How do healthcare organizations prepare for workplace violence?
Effective workplace violence prevention requires a proactive, layered approach. Leading healthcare organizations combine risk assessments, staff training, incident reporting, threat assessment programs, emergency response protocols, and safety technology to reduce risk and improve preparedness.
Cross-functional collaboration is also essential, bringing together security, nursing leadership, human resources, risk management, behavioral health, and frontline staff to identify vulnerabilities and strengthen prevention efforts before incidents occur.
What are the key elements of a healthcare emergency response plan?
A strong healthcare emergency response plan outlines how staff should identify, communicate, and respond to emergencies. Key elements typically include defined response procedures, communication protocols, staff training, emergency drills, leadership responsibilities, and post-incident review processes.
Effective plans also establish clear methods for summoning help quickly, coordinating responders, and maintaining situational awareness during critical events. Regular testing and updates help ensure plans remain effective as organizational needs evolve.

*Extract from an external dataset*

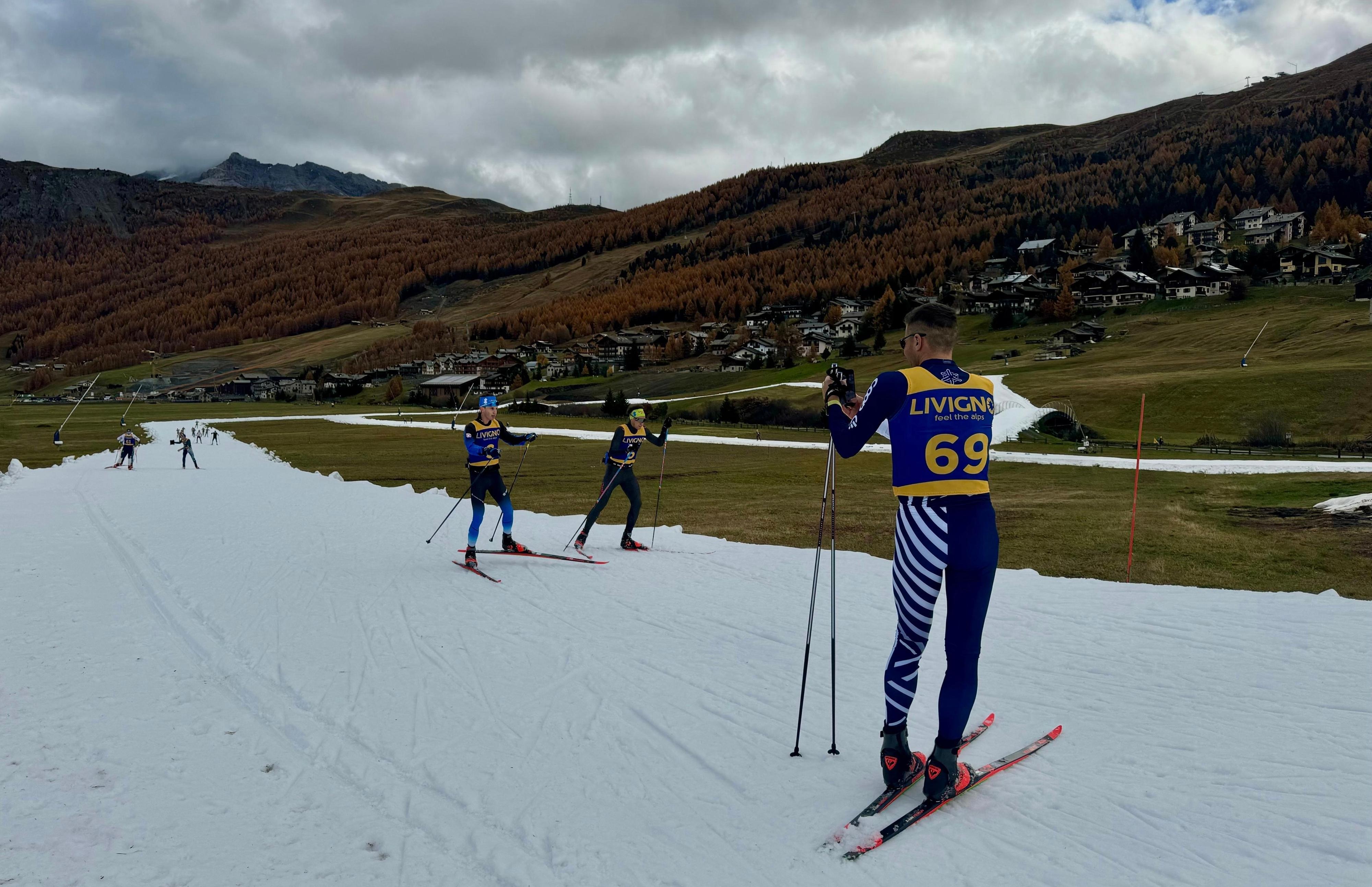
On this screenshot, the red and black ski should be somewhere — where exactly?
[453,560,499,582]
[844,724,1062,860]
[476,548,609,563]
[834,711,996,842]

How can hospitals improve staff safety?
Hospitals can improve staff safety by creating a culture of safety supported by leadership, training, reporting, and technology. Practical steps include implementing workplace violence prevention programs, conducting routine risk assessments, offering de-escalation training, improving incident reporting processes, and ensuring employees have reliable ways to request assistance during emergencies. Organizations that consistently engage staff in safety conversations and act on reported concerns often build greater trust, preparedness, and workforce confidence.
What technologies help prevent workplace violence in healthcare?

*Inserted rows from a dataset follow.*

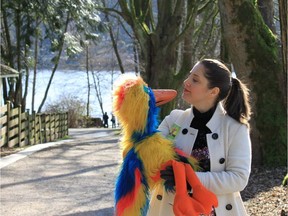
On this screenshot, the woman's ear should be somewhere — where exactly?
[210,87,220,97]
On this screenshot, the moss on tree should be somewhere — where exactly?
[238,1,287,165]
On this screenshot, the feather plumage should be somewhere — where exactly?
[113,77,196,216]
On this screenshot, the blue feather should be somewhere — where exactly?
[114,148,149,211]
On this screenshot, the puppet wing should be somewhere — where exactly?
[115,148,149,216]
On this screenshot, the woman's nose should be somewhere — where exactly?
[183,79,191,87]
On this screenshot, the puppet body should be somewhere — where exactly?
[113,77,215,216]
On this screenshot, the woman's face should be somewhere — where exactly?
[182,63,211,107]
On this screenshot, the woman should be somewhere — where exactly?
[148,59,251,216]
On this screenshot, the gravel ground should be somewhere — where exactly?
[0,129,288,216]
[241,167,288,216]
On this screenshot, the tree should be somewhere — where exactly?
[38,0,102,112]
[218,0,287,165]
[106,0,217,116]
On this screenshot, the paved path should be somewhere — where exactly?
[0,129,120,216]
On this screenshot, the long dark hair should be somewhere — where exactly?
[199,59,251,125]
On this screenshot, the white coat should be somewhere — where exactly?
[148,103,251,216]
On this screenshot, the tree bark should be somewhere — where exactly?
[257,0,276,34]
[279,0,288,107]
[218,0,287,165]
[37,14,70,113]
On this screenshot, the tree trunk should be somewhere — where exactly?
[257,0,276,34]
[37,14,70,113]
[31,22,39,112]
[218,0,287,165]
[279,0,288,107]
[86,44,91,117]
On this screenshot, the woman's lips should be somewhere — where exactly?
[183,89,190,94]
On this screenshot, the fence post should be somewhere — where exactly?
[18,104,22,147]
[48,113,52,142]
[65,112,69,136]
[7,101,11,146]
[42,113,47,143]
[26,109,32,145]
[32,111,36,145]
[38,113,43,143]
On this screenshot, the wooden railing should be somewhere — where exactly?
[0,102,68,148]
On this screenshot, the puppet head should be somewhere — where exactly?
[113,76,177,134]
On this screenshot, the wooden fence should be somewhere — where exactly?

Technology can play an important role in supporting workplace violence prevention and emergency response. Common solutions include wearable duress buttons, emergency notification systems, incident reporting platforms, visitor management systems, threat assessment tools, and safety analytics software. The most effective technologies are easy to use under stress, integrate with existing workflows, and help accelerate response when assistance is needed. Technology is most impactful when combined with strong policies, training, and organizational support.
Why is workplace violence prevention important for employee retention?
Workplace safety has become an increasingly important factor in employee satisfaction and retention. Healthcare workers who experience violence or feel unsafe at work are more likely to experience burnout, disengagement, anxiety, and turnover. In contrast, organizations that invest in safety initiatives often strengthen perceptions of organizational support and workforce well-being. Creating a safer work environment can help healthcare organizations improve retention, reduce turnover-related costs, and better support the employees who deliver patient care every day.
How do healthcare leaders measure the effectiveness of safety programs?
Healthcare leaders often evaluate safety programs using a combination of operational, workforce, and incident-related metrics. Common measures include workplace violence incident rates, injury claims, response times, employee perception surveys, reporting activity, staff turnover, and workers’ compensation costs. Many organizations also assess trends over time to determine whether safety investments are improving preparedness, reducing risk, and strengthening workforce confidence. The most effective programs combine quantitative data with employee feedback to create a comprehensive view of safety performance.